Thousands in South Sudan near famine

LEKUANGOLE, South Sudan (AP) – After nearly a week in hiding from conflict, Kallayn Keneng saw two of her young children die. “They cried and cried and said, ‘Mom, we need food,’ she said. But she had nothing to give. She was too weak to bury her 5-year-old and 7-year-old after days without food,” bodies with grass and left them in the woods.

Now the grieving 40-year-old is waiting for food aid, one of more than 30,000 people reportedly starving in South Sudan’s Pibor province. The new finding of international food security experts means that this could be the first part of the world with famine as one was proclaimed in 2017 in another part of the country that was then deeply in civil war.

South Sudan is one of four countries with areas that could go into famine, the United Nations warned, along with Yemen, Burkina Faso and northeastern Nigeria.

Pibor province has faced deadly local violence and unprecedented flooding this year that has damaged relief efforts. On a visit to the city of Lekuangole this month, seven families told The Associated Press that 13 of their children were starving between February and November.

Lekuangole government head Peter Golu said he received unprecedented reports from community leaders that between September and December 17 children had died of starvation there and in surrounding villages.

The Famine Review Committee report, released this month by the Integrated Food Security Phase Classification, makes no mention of famine due to insufficient data. But famine is thought to be happening, meaning at least 20% of households are facing extreme food shortages and at least 30% of children are acutely malnourished.

But the South Sudan government does not endorse the report’s findings. If a famine were to happen, it would be considered a failure, it says.

“They make assumptions. … We are dealing with facts here, they are not on the spot, ”said John Pangech, the chairman of the South Sudan Food Security Commission. The government says 11,000 people across the country are on the verge of starvation – far fewer than the 105,000 estimated by the new report from food security experts.

The government also expects 60% of the country’s population, or about 7 million people, to be in extreme hunger next year, with the worst affected areas in Warrap, Jonglei and North Bahr el Ghazal states.

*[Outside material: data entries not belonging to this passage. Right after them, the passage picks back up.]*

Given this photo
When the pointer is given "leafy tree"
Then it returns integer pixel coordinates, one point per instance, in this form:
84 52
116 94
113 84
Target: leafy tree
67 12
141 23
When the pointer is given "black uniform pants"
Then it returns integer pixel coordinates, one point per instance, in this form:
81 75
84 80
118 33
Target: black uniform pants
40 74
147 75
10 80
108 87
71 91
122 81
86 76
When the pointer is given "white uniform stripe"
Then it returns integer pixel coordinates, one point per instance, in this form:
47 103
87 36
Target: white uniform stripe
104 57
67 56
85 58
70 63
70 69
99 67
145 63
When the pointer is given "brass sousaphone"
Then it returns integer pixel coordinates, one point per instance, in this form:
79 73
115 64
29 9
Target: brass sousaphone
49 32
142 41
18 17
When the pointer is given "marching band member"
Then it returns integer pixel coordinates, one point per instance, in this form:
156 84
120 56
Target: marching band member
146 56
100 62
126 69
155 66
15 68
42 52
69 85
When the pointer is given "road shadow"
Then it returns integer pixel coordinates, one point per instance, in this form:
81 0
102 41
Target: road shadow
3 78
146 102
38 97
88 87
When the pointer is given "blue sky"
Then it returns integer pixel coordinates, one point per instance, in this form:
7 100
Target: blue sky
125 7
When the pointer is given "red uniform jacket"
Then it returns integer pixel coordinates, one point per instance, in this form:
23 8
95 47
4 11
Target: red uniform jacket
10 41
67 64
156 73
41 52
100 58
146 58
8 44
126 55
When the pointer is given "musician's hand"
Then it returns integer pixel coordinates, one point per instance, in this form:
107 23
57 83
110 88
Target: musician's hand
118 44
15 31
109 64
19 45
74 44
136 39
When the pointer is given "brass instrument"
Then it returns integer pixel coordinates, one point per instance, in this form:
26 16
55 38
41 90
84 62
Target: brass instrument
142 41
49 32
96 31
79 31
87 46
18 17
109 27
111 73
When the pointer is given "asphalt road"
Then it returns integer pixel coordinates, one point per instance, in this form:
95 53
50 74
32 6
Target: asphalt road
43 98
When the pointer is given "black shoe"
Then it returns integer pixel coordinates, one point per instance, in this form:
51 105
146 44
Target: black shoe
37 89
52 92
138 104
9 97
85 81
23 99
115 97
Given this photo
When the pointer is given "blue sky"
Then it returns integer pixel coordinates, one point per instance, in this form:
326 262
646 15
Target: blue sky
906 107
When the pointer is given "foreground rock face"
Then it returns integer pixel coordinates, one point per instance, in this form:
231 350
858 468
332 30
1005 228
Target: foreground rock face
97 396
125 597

South Sudan is struggling to recover from a five-year civil war. Food security experts say the scale of the hunger crisis was largely driven by the fighting. That includes attacks of violence this year between communities with alleged support from the government and the opposition.

The government “not only denies the seriousness of what is happening, but also denies the fundamental fact that its own policies and military tactics are responsible,” said Alex de Waal, author of “Mass Starvation: The History and Future of Famine,” and executive. power. director of the World Peace Foundation.

This year, more than 2,000 people have been killed in local violence “armed” by people acting in their best interest, said the head of the UN mission in South Sudan, David Shearer. Violence has prevented people from cultivating, blocked supply routes, burned markets and killed aid workers.

Families in Lekuangole said their crops had been destroyed in the fighting. They now live on leaves and fruit.

During the violence in July, Martin, Kidrich Korok’s 9-year-old son, got separated from the family and spent more than a week in the woods. By the time he was found severely malnourished, it was too late.

“He always told me he would study hard and do something good for me when he grew up,” Korok said, crying. “Even when he was dying, he continued to reassure me that I shouldn’t have to worry.”

Health clinic staff in Lekuangole registered 20 severely malnourished children in the first week and a half of December, more than five times the number of cases in the same period last year, said a nurse named Gabriel Gogol.

Floods have cut off access to the town of Pibor for the most part and its better medical care, forcing some seriously ill children to travel along the river in thin plastic rafts for three days.

Officials in Pibor province say they do not understand why South Sudan’s government does not recognize the magnitude of the hunger.

“When people in (the capital) say there is no famine in Pibor, they are lying and want people to die,” said David Langole Varo, who works for the humanitarian arm of the government in the Greater Pibor Administrative Area.

In the city of Pibor, malnourished mothers and children wait outside health clinics for hours, hoping for food.

In a joint statement last week, three UN agencies called for immediate access to parts of Pibor province where people faced catastrophic hunger.

The World Food Program faced challenges in delivering aid this year. About 635 tons of food was stolen from Pibor County and Jonglei State, enough to feed 72,000 people, and an air drop of food in Lekuangole killed an elderly woman in October.

The WFP said it will need more than $ 470 million over the next six months to address the hunger crisis.

Families are now worried about a resurgence in fighting as the dry season approaches.

While sitting at an MSF clinic in the city of Pibor, Elizabeth Girosdh watched her 8-month-old twins fight over her breast milk. The 45-year-old lost her crop in fighting in her village of Verteth in June. One of the twins is severely malnourished.

“Sometimes I try to breastfeed but I can’t and the kids cry and cry all night long,” she said. “If there isn’t enough food, I’m afraid I could lose it.”